Underwater Idylls

Sonia Kasparian summons the Ladies of the Lake (and one naked dude, too).

First, know this: Sonia Kasparian is a romantic. There's no getting around that. This is no naturalist, postmodernist, or Gen-Y termite cutester here. No, this is a visionary with utopic designs and the technical and aesthetic means to portray them—successfully. As such, necessarily, she straddles the divide between edginess and cheese in Light, her third outing at Butters. In the past, Kasparian's haunting multimedia shows have displayed a marked sculptural and textile influence, with their flowing gowns and spooky trees reaching out with gnarled branches. These gothalicious extravaganzas were basically one fog machine away from a Dead Can Dance concert. And that's a good thing—trust me—if only an artist can summon the moxie to commit, yet still hold back from the precipice of provolone.

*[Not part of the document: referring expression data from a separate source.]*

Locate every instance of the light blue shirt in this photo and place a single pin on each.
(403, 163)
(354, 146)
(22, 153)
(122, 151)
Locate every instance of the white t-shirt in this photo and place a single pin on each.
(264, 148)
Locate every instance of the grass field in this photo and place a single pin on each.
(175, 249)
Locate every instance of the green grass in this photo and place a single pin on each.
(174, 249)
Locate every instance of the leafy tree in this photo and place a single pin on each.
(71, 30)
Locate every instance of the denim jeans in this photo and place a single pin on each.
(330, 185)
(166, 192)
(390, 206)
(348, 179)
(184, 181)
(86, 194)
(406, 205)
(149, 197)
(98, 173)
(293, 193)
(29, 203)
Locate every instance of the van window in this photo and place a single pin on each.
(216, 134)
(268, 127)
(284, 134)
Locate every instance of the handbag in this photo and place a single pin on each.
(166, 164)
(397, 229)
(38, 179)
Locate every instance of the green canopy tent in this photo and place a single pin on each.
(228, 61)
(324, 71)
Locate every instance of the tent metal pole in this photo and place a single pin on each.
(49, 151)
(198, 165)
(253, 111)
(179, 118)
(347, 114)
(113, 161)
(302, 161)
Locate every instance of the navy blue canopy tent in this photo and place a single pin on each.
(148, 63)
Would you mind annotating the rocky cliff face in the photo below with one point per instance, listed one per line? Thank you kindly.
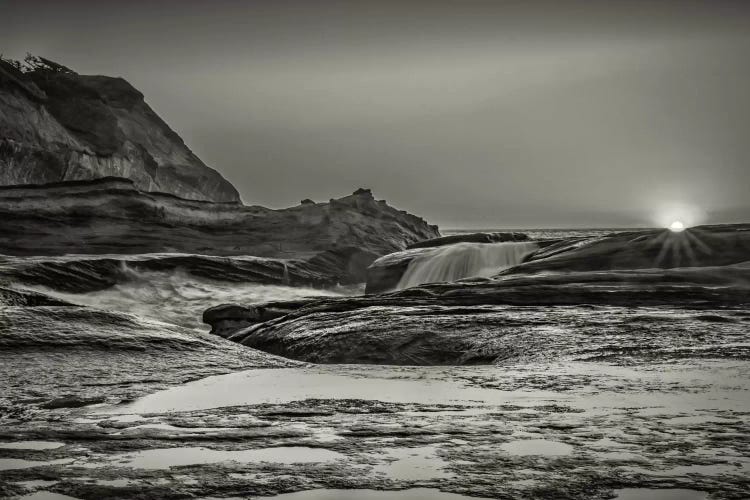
(310, 244)
(57, 125)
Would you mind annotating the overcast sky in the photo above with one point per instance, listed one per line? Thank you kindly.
(473, 114)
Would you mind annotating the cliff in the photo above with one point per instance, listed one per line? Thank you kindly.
(57, 125)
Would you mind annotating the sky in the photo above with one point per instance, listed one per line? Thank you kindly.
(474, 114)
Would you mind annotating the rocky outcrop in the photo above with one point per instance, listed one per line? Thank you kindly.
(701, 246)
(384, 274)
(57, 125)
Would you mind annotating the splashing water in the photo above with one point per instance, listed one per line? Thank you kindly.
(179, 298)
(464, 260)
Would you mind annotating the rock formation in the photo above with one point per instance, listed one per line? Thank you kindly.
(313, 244)
(384, 274)
(57, 125)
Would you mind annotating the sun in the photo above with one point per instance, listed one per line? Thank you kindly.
(677, 226)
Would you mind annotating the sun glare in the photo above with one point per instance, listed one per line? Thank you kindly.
(677, 226)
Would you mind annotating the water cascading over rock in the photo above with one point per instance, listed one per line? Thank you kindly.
(464, 260)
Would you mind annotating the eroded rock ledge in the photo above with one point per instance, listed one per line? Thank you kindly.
(466, 322)
(57, 125)
(309, 244)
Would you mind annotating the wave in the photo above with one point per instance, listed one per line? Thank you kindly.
(179, 297)
(464, 260)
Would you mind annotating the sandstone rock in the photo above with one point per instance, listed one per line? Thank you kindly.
(313, 244)
(57, 125)
(700, 246)
(384, 274)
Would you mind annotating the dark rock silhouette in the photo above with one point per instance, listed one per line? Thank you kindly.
(321, 244)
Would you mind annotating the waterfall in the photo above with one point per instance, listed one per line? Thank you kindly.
(464, 260)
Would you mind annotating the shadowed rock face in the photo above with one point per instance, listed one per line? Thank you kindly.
(312, 244)
(384, 274)
(467, 322)
(57, 125)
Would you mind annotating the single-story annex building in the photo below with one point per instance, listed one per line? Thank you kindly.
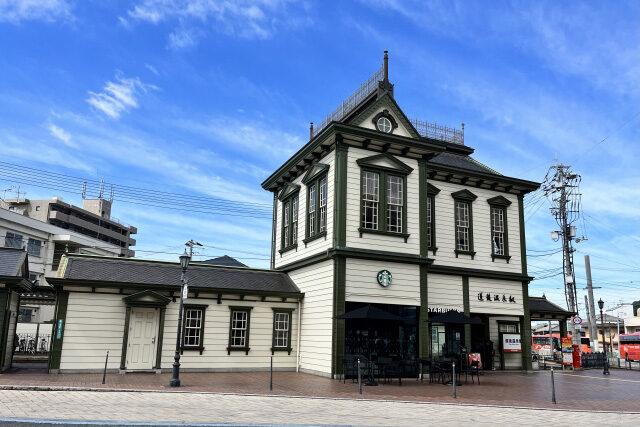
(234, 318)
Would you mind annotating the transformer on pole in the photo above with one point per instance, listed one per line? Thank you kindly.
(562, 189)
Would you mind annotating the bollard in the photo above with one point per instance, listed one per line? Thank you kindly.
(553, 388)
(104, 374)
(453, 380)
(359, 379)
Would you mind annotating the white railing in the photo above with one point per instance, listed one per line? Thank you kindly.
(365, 89)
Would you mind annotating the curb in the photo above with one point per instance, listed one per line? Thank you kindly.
(417, 402)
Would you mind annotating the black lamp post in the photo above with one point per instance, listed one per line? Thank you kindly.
(604, 341)
(184, 263)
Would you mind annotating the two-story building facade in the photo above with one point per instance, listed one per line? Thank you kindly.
(378, 209)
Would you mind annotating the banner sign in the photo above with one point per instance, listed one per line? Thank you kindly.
(511, 343)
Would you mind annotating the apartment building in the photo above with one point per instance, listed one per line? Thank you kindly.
(93, 219)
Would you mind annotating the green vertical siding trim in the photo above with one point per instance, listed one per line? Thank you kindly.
(339, 286)
(423, 317)
(61, 315)
(125, 339)
(422, 203)
(4, 325)
(467, 311)
(523, 241)
(340, 196)
(525, 329)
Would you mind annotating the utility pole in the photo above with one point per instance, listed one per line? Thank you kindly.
(591, 307)
(563, 192)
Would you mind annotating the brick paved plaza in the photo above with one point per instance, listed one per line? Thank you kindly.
(245, 398)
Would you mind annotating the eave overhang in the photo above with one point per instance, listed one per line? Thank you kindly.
(58, 283)
(354, 136)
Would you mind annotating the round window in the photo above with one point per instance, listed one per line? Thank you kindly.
(384, 125)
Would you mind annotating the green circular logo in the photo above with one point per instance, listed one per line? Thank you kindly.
(384, 278)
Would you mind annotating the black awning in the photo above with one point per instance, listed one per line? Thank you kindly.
(453, 316)
(369, 312)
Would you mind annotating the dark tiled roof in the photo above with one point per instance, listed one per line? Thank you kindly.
(11, 261)
(543, 305)
(225, 260)
(462, 162)
(119, 270)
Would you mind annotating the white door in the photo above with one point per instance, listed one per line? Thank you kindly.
(143, 335)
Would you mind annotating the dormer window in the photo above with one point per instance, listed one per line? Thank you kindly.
(384, 125)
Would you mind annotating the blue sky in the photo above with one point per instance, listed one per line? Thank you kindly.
(208, 97)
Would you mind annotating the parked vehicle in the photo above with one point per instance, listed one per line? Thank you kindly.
(630, 346)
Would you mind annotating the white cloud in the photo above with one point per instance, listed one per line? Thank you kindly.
(182, 39)
(119, 96)
(15, 11)
(151, 68)
(250, 19)
(61, 134)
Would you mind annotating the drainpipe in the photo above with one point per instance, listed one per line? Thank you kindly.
(299, 327)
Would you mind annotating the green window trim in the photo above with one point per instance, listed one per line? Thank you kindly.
(291, 202)
(313, 186)
(432, 191)
(501, 203)
(383, 174)
(245, 348)
(288, 348)
(467, 197)
(184, 347)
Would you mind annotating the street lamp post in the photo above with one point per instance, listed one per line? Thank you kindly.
(604, 341)
(184, 263)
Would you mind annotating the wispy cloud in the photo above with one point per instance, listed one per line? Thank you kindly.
(61, 134)
(119, 96)
(250, 19)
(16, 11)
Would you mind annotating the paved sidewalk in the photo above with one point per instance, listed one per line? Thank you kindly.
(588, 390)
(155, 407)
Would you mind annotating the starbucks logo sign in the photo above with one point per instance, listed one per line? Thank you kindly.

Kasparian accomplishes this by virtue of her works' enigma, process, presentation and, yes, their craft. She has photographed clothed and unclothed people swimming in what looks like an enchanted Celtic brook but is actually a West Hills swimming pool. She's digitally manipulated the photos, then semi-obscured them behind scratched Plexiglas, tattered porch screens, and hand-sewn foreground and framing elements, as in Upon Reflection. In many cases she has opted to judiciously paint these elements with contours lifted from the underlying photos, projecting the figures onto a second plane and yielding nifty optical superimpositions, which shift according to the viewer's vantage point. The finished works portray a Lorelei-like nymph world of repose and seduction: aquatic idylls of Ladies of the Lake in flowy fabric and soft focus, as in the aptly titled Sirens and From the Depths. If David Hamilton donned an Aqualung and dove into Atlantis, these are the mermaids he would photograph. Only three of the images portray male nudes, most notably the dreamy, fetal Waterboy. (Kasparian had photographed additional mer-men, but the images were lost when her studio was burglarized and her camera stolen—we hope the bastard thieves developed the skinnydipping dong-danglers and were properly scandalized.) Rounding out the show, works like Soiled #1 and #2 present their subject matter more straightforwardly, pointing to more conceptual, less Stevie Nicksian directions for this always captivating artist.